Zurb does product design. Robert Scoble covers products. It’s a match made in heaven for a productive lunch date. And, today, 75-odd people got to watch. Here are a few startup lessons we learned in the LoveSac- and goldfish-populated Zurb headquarters.
Overcoming The User Conundrum
Twitter took six months to get to 13,000 users. Now, Alexia Tsotsis of Techcrunch laughs at apps with 30,000 users (well, assuming they try to pitch her on their impressive user base). It’s no longer enough (or even important) to have a lot of users—you have to delight them too. Getting 15 people to love you can have amazing effects. Scoble offered up a great comparison to determine customer delight. At a recent music festival, Scoble watched from afar as many different acts played. Only Skrillex had 10,000 people jumping up and down. Companies need for their products to have a Skrillex effect.
B2B Isn’t Different
One audience member asked about how B2B companies can appeal to the tech media, which can sometimes seem focused primarily on consumer companies. Scoble’s answer was simple: it’s still about the story. He cited Boeing as an example: only 15 people in the world buy some of the jets Boeing makes. But thousands of people fly in them. Having a blog and social media presence is a great way for Boeing to connect with the customers who benefit from the product, not just the companies who buy it. That’s a critical point that corporations sometimes miss. Google’s recent Project Glass video was released for a similar reason: to get customer feedback. Google Glasses aren’t available for purchase yet. They may never be. But Google wants to know the features that users want, so they can work on building them—and making people jump, or play ukulele, or however they express delight.

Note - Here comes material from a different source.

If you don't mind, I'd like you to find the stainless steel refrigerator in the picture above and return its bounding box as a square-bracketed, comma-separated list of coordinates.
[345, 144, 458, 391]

Listening Isn’t Understanding
There’s a constant pressure to “listen” to customers, which can sometimes seem to imply taking what customers say at face value. Smart companies need to go one step further and unravel the meaning of what customers say. It’s not enough to listen—companies need to understand the real story behind customer demands. In the case of Henry Ford, his customers would have told him they wanted a faster horse and buggy. What they really needed was better transportation. The companies who can parse consumer declarations to uncover the real meaning and actual needs behind them are the companies who innovate and stay ahead of the competition—and even the industry.
Scoble pointed out that companies–B2C, B2B, or otherwise–need customer understanding above all else. It was refreshing to hear a truly consumer-focused—people-focused, really—message today–perhaps the best of the startup lessons we’ve learned. We hope others heard it too, and remember: be Skrillex. Don’t listen to everything. But provide something that makes people jump (in a good way, not in a scared way).